Is that a coincidence?
Or does he know that that would get fact-checked because now the lawyers have debunked it?
I think it's intentional.
I think there was an actual conversation...
In which somebody said, you know, maybe lay off of this fine people hoax.
If we wait a few months, we can revive it, and people will forget what the lawyer said.
Maybe. Don't know.
Biden had a few fact-check problems, something about whether he knew there was a vaccination when he took office, but before he'd said that he obviously knew it, everybody knew it, it was a Trump vaccination.
So he misspoke or something.
I don't know. Or it was dementia.
We don't know. But how did CNN cover the fact-checking?
What do you think? So Stephen Collinson, one of their propaganda demons, who always does the negative Trump articles on CNN, he mentioned two of Biden's, and I'll use his exact word, missteps. So while President Trump is full of lies, when Biden says things which are not true, they're missteps.
So that's the first thing you need to know.
It's a misstep. And then Collinson says this.
He goes, False statements, bitter political attacks, and self-aggrandizement that regularly dominated Trump's appearances and rally speeches and town hall events on conservative media.

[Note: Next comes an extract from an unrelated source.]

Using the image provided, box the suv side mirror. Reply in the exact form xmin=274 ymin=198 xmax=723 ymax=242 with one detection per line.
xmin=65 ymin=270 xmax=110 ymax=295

And despite his characteristic stumbling, so it's a characteristic stumbling, it's not even anything to worry about, really.
It's more like a little bit of misstep, a little bit of, oh, I'd say characteristic stumbling.
Because if it's characteristic, it's already baked in.
You know, just characteristic.
Over some precise figures.
Oh, he didn't make a gigantic error about misspeaking about the availability of vaccinations.
No, he stumbled over some precise figures.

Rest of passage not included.